How rank.ai calculates SoV
We compute SoV on two different surfaces, both as a simple ratio.
- Geo-grid SoV. Count the cells where the business appears in the top 3 of the local pack, divide by total cells in the grid. A 10×10 grid with the business in the pack in 40 cells is 40% SoV.
- AI SoV. Count the provider×prompt pairs where the brand is mentioned by name, divide by total pairs. With 9 LLM surfaces (ChatGPT, Claude, Gemini, Perplexity, Grok, Google AIO, DeepSeek, Meta AI, plus the Bing Copilot stub) and 20 tracked prompts, the denominator is 180.
Both surfaces feed a single SoV trend line in the product, so you can see “visibility share” as a unified number across local and AI surfaces — or drill into one side.
Why SoV beats single-position metrics
Average position lies when distribution is uneven. Two stores with the same mean rank can have very different SoV: one ranks #1 in 70% of cells and invisible in 30%, the other ranks #4 everywhere. Same average, completely different real-world visibility. The first store dominates a chunk of its service area and bleeds out near the edges; the second is on the page everywhere but never the first result anywhere.
SoV captures the truth that visibility is binary at each measurement point — you’re either in the visible result set or you’re not. The percentage of measurement points where you make the visible cut is the number that maps to actual click-through.
SoV vs SERP visibility (organic)
Organic SEO tools usually report “visibility” as a weighted score across a keyword set, factoring in search volume and estimated click-through curves by position. That’s a different metric — it’s trying to estimate share of organic traffic across an entire keyword universe.
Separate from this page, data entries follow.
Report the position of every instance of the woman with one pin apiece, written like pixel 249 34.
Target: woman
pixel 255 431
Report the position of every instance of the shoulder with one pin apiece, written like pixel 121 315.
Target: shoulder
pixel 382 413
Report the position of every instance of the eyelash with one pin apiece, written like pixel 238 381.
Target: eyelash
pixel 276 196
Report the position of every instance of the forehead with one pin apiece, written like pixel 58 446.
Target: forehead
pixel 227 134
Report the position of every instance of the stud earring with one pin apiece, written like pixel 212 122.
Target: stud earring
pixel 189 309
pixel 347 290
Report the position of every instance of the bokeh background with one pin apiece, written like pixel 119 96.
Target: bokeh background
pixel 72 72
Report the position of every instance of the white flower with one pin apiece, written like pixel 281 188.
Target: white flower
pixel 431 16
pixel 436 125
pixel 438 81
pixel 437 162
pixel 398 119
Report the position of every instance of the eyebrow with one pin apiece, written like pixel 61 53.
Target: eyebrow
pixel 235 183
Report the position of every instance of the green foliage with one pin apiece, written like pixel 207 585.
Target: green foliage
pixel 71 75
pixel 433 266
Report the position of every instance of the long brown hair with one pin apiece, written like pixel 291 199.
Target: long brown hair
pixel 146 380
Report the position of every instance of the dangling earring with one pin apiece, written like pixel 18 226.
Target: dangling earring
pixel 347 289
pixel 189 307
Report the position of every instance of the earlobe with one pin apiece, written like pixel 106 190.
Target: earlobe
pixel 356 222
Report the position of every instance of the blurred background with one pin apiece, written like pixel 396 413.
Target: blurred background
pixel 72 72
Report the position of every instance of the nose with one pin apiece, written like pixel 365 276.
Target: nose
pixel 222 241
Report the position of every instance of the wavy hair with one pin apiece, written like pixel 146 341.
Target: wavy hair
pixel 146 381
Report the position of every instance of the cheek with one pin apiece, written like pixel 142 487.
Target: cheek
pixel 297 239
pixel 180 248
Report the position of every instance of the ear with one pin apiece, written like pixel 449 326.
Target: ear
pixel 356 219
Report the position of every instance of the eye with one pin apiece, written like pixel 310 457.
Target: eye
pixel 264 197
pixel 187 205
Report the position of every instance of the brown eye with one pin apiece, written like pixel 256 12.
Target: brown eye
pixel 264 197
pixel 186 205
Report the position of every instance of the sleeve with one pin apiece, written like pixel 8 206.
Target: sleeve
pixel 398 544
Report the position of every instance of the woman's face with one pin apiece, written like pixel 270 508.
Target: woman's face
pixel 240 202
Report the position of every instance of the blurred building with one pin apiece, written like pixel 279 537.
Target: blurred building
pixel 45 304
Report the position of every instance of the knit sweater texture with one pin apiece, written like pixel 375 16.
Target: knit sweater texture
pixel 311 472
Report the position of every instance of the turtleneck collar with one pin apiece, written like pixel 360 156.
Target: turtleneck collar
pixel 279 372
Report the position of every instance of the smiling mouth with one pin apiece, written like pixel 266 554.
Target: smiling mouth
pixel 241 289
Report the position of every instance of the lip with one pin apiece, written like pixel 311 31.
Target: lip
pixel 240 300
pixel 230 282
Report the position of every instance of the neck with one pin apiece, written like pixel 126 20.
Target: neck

Our SoV is scoped to local + AI: cells in a grid for local visibility, provider×prompt pairs for AI visibility. We don’t roll in organic keyword volume because the underlying signals are different enough that combining them would muddy both. Track organic visibility separately in whichever tool you use for that surface.
Common SoV benchmarks
Don’t shop for absolute targets. SoV depends on the competitive density of your service area, your category, and how aggressively your competitors operate on Google. A 30% SoV for a plumber in a major metro with 200 active competitors is a different signal than 30% for a rural dentist with 6 competitors in the county.
The benchmark that actually matters is your historical baseline. Track SoV weekly, watch the trend line, and diagnose drops the same way you’d diagnose any ranking drop — a sudden 10-point fall says something changed (a competitor opened a new location, Google rolled out an update, your GBP got temporarily disabled). The trend is the signal.